The Duke: l’ultime hoquet de Roger Mitchell

Le film est basé sur une histoire vraie. En 1961, Kempton Bunton, un chauffeur de taxi sexagénaire, vole à la National Gallery of London le portrait du Duc de Wellington peint par Goya. Il envoie ensuite des notes de rançon, menaçant de ne rendre le tableau qu’à condition que le gouvernement rende l’accès à la télévision gratuit pour les personnes âgées. L’inoffensif retraité s’est vu recherché par toutes les polices de Grande Bretagne, pour le premier vol d’œuvres d’art dans l’histoire de ce musée.

Ce film de 1 h 35 est le dernier du regretté cinéaste Roger Mitchell, disparu il y a tout juste quelques mois. Cet ultime long-métrage réalisé après son explosif Blackbird, fixe le projecteur sur l’histoire de Kempton Bunton, quinquagénaire anglais un peu flottant, porteurs d’idéaux et fans des causes sociales plutôt perdues. Ce penchant à défendre les plus fragiles dans la société le pousse à revendiquer à son compte, le vol d’un célèbre tableau de Goya, acquis peu de temps au paravent à grand renfort de publicité par le gouvernement. Il va utiliser ce glissement social pour promouvoir son combat, permettre aux retraités et vétérans à faibles revenus financiers d’avoir un accès gratuit à la télévision. Une manière de bouée de sauvetage contre l’isolement social brutal et nocif.

Le réalisateur feint, dans un premier temps, de nous introduire dans l’univers plutôt opaque du marché de l’art, pour ne garder qu’une frêle caricature du milieu. L’histoire se tient dans une large mesure – à part au tribunal ou dans les démonstrations de rue - sous le toit familial des Bunton, artistiquement bien portés par (Helen Mirren et Jim Broadbent).

La distribution des rôles a permis de porter cette promesse d’humour et transmettre le message politique. Éclairage adéquat, mais efficace d’un coin à un autre de l’histoire. Le casting aussi. Un beau paquet de matériaux offert à un réalisateur de poigne, pour réussir un bon film.

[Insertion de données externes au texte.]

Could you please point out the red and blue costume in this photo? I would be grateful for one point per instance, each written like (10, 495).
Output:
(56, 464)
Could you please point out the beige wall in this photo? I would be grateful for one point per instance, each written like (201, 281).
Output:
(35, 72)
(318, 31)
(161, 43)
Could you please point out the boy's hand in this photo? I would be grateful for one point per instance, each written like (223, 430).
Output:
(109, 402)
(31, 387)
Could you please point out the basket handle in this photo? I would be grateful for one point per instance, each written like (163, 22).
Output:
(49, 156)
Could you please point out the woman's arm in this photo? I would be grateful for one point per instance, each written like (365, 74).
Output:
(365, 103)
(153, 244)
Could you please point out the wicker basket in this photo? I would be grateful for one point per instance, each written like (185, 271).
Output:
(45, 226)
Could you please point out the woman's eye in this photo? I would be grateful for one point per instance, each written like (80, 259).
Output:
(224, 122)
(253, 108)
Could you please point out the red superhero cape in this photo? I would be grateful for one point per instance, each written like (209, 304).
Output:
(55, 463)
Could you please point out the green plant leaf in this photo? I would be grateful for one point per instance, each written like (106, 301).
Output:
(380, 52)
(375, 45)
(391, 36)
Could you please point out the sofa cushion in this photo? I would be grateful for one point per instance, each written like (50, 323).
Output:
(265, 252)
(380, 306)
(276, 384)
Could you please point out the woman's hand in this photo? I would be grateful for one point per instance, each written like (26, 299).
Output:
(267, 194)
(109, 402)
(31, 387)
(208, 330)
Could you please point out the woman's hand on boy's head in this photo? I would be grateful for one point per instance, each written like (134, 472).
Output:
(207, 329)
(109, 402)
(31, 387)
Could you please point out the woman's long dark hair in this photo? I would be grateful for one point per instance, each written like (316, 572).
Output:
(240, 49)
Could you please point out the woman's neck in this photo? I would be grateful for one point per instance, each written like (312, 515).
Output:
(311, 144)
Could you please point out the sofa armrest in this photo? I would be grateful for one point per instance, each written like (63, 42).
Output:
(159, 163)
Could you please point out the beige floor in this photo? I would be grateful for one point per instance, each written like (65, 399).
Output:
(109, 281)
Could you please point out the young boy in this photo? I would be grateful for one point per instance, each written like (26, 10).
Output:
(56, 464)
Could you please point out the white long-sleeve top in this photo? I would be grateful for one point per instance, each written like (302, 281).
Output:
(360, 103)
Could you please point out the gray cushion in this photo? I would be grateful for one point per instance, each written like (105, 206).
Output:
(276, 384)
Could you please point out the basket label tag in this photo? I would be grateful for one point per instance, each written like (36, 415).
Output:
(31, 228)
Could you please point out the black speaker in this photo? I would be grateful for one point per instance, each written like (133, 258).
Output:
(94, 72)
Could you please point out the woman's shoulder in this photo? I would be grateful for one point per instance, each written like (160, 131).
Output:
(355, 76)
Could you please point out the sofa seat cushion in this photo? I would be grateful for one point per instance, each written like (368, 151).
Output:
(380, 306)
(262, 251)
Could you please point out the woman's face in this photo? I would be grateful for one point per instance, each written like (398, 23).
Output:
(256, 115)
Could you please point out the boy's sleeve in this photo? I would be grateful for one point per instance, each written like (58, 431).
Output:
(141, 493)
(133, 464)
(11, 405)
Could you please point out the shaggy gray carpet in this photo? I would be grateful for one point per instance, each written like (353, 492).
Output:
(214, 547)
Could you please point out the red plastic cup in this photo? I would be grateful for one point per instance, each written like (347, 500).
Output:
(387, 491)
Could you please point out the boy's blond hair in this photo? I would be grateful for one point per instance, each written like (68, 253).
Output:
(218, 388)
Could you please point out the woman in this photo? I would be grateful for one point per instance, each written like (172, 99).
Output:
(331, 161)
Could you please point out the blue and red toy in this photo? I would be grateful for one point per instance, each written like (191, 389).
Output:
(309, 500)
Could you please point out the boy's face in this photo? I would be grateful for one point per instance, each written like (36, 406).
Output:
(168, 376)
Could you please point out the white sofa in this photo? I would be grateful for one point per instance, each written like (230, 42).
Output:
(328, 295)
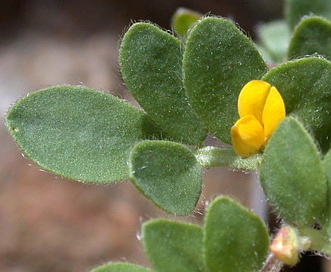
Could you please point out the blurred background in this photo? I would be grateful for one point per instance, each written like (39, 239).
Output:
(56, 225)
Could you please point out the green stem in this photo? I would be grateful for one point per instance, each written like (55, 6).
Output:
(211, 156)
(272, 264)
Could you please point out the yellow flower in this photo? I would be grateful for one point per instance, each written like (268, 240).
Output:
(261, 108)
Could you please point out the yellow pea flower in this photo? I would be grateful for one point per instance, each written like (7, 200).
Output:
(260, 108)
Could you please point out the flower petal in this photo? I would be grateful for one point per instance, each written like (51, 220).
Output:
(252, 98)
(274, 112)
(247, 136)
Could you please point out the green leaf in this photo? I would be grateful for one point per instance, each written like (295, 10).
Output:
(218, 61)
(305, 87)
(168, 174)
(120, 267)
(235, 239)
(183, 20)
(296, 9)
(275, 37)
(78, 133)
(151, 65)
(311, 36)
(327, 169)
(173, 246)
(292, 175)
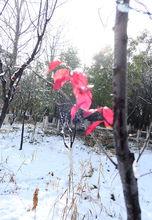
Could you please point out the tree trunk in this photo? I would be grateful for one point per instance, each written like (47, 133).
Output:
(124, 157)
(22, 133)
(4, 111)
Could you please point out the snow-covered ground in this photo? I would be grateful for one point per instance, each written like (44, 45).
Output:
(69, 185)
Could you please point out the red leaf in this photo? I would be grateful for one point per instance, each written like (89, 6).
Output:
(92, 127)
(81, 91)
(60, 78)
(74, 110)
(53, 65)
(89, 112)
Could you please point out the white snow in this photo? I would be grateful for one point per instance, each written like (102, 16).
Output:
(77, 184)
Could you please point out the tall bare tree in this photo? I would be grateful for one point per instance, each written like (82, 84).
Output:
(124, 157)
(23, 26)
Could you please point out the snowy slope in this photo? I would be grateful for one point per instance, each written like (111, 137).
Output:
(71, 185)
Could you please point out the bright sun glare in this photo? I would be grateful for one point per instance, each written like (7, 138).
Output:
(89, 25)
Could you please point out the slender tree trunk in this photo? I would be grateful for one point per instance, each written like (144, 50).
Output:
(4, 111)
(22, 133)
(124, 157)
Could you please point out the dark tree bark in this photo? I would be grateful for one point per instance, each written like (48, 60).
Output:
(22, 133)
(124, 157)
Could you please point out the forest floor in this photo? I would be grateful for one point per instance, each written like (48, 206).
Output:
(47, 181)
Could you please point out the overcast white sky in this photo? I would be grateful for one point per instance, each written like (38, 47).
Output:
(86, 31)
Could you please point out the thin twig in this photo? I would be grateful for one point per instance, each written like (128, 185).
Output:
(104, 151)
(145, 143)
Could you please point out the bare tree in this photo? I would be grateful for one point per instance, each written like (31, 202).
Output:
(124, 157)
(28, 32)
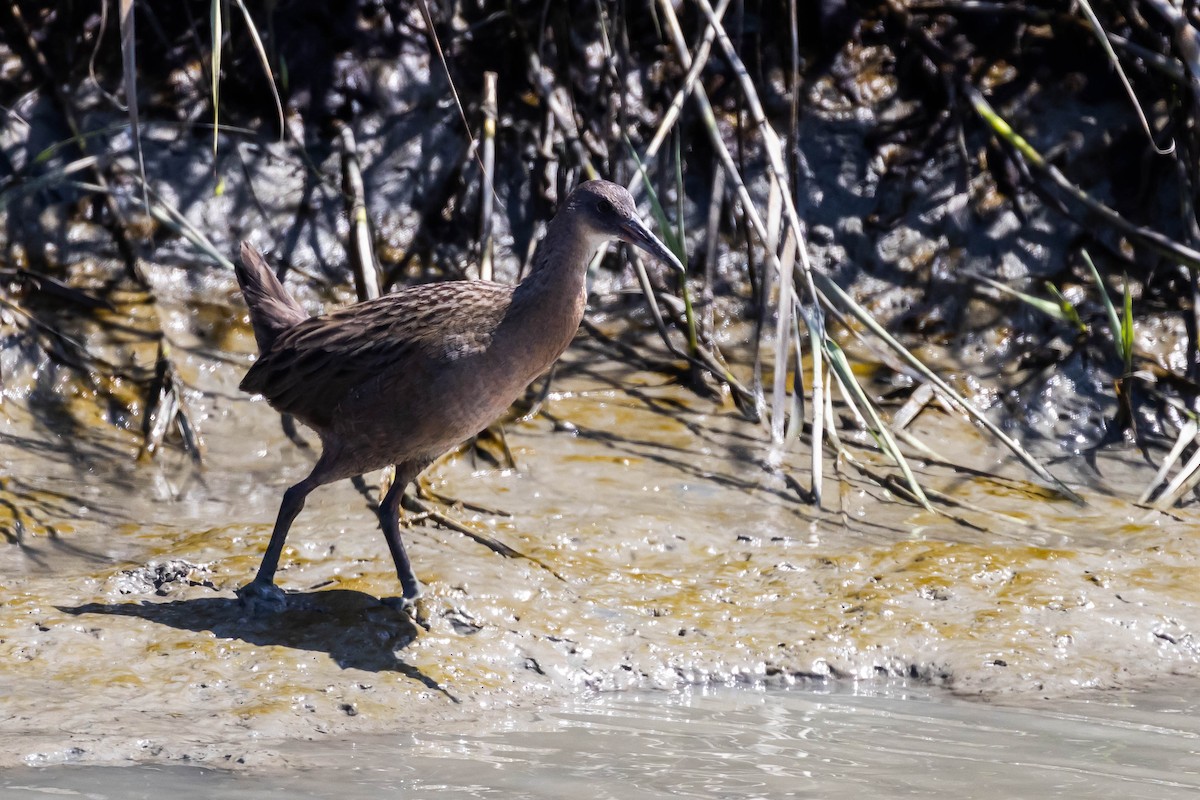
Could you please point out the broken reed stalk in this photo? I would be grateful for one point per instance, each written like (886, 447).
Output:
(487, 167)
(359, 247)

C’est vrai que ce dernier a bouleversé les données, en attribuant les deux premiers rôles à deux acteurs d’âge avancé. Ce qui est de plus en plus rare au cinéma ces dernières années. C’est à croire qu’au-delà d’un certain âge les artistes étaient juste bons (nes) pour les musées. D’autant qu’il ne fait aucun effort pour se soumettre aux sirènes de la mode, il y a de fortes chances que ce film ne parvient pas à se tailler une place de choix, dans l’arène cinématographique d’aujourd’hui. Mais il n’empêche que Duke prenne la salle nocturne par les tripes dès les cinq premières minutes et l’accompagne jusqu’à la fin. Le rythme y est pour quelque chose, sans aucun doute. La vie dans une société, au moment où seuls les nantis pouvaient bénéficier des loisirs apportés par la télévision qui faisait ses premiers pas en noir et blanc, n’est pas non plus pour rien.

Je considère Duke comme un saut dans une comédie anglaise époustouflante. Un film à voir absolument.